Wednesday, March 28, 2018
Michigan (InterContinental Chicago Magnificent Mile)
This presentation explores the impact of the populist far right parties on how European societies imagine their internal structure. The main argument is that the populists have managed to insert themselves into the center of political discourse by provoking and capitalizing on moral panics and controversies around Muslim immigrants. The unending moral panics and controversies about the “alien threat” to “our core values” (i.e. gender equality, sexual freedoms, freedom of speech and democratic values) ontologized Muslims vis-à-vis the nation by turning immigrant workers (part of the national working class) into alien Muslims (external to the nation). This re-ontologization of society in turn displaced the basic antagonism in society from economic to cultural realm: the ongoing sense of anxiety around Muslim immigrants’ negative impact has created unlikely alliances among various social and political groups in defense of what came to be considered “common achievements.” Solidarity (as the basis for welfare system) is now commonly understood as rooted in cultural sameness rather than based on common class interests.
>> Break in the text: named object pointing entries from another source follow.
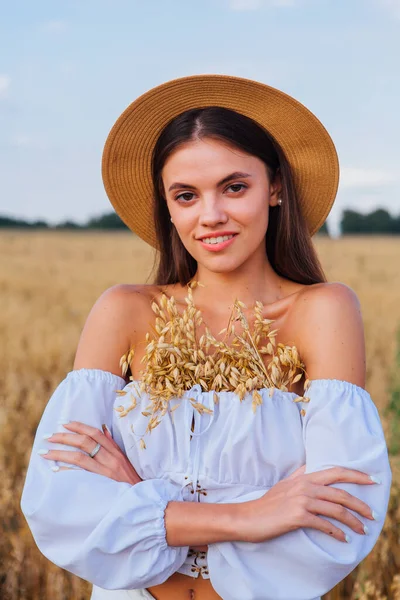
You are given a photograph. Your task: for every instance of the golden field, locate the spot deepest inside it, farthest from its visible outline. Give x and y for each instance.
(48, 283)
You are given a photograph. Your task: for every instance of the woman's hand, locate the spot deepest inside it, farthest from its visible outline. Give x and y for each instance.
(299, 500)
(109, 460)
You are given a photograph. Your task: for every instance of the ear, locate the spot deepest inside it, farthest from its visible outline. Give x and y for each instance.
(275, 189)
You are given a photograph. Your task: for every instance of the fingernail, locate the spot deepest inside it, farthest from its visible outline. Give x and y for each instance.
(375, 479)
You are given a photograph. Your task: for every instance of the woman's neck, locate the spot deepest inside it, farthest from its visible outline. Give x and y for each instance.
(247, 285)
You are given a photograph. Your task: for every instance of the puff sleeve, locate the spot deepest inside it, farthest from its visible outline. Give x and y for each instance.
(107, 532)
(341, 427)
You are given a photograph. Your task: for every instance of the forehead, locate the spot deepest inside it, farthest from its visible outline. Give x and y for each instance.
(208, 157)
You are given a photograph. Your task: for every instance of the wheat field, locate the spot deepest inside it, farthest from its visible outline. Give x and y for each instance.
(48, 283)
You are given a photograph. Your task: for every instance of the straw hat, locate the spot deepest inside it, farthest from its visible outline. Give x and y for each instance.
(126, 165)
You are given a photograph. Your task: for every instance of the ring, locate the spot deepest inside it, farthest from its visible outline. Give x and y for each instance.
(95, 450)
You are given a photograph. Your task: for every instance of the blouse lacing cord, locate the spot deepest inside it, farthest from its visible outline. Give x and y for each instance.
(207, 400)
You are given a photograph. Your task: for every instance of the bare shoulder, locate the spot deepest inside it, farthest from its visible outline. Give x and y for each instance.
(330, 332)
(112, 326)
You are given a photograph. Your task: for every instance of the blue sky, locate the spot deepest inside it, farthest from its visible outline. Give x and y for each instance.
(69, 68)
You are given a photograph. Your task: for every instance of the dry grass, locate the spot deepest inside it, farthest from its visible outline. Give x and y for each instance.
(48, 283)
(178, 355)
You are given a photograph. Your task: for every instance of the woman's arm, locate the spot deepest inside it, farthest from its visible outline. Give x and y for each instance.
(341, 429)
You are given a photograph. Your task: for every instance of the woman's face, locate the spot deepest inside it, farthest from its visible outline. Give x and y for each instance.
(215, 190)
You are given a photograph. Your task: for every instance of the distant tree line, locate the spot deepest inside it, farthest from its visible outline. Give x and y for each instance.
(377, 222)
(107, 221)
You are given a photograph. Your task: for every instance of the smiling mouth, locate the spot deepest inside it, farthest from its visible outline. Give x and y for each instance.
(217, 240)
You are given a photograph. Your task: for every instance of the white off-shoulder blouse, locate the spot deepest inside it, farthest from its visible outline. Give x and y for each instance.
(113, 534)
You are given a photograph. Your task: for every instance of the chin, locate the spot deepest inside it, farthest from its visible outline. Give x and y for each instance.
(222, 264)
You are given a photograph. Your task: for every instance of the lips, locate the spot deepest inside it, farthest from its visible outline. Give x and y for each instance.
(215, 243)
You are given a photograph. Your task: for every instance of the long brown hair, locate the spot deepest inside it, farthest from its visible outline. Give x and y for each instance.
(289, 248)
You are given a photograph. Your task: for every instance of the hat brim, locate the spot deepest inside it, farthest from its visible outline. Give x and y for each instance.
(126, 164)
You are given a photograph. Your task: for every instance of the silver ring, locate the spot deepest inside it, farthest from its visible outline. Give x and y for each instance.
(95, 450)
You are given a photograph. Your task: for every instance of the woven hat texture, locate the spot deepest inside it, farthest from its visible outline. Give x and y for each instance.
(126, 165)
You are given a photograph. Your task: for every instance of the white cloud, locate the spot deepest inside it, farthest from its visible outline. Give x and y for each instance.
(55, 26)
(4, 85)
(351, 177)
(257, 4)
(393, 6)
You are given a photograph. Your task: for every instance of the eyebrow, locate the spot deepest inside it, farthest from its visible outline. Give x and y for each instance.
(235, 175)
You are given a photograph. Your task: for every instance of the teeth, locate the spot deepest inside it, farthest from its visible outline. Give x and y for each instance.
(218, 240)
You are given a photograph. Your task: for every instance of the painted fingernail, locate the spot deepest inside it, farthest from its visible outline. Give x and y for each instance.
(375, 479)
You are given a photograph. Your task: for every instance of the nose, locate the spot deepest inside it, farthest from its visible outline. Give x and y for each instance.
(212, 212)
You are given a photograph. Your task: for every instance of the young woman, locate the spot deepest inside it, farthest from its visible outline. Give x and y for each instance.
(244, 458)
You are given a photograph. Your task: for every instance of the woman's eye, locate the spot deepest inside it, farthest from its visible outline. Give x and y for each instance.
(237, 187)
(186, 196)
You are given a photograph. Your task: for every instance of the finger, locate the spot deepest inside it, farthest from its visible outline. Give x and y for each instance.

This is what I call hegemonic transformation: there is a new “historical bloc” shaped around the perception of common values rather than common interests. Gender and sexuality are central to this process. The paper analyzes a particular moral panic in Denmark that changed the direction of public discourse and catapulted the populist forces onto the scene in the mid-1980s through a quantitative and qualitative analysis of newspaper coverage of immigration.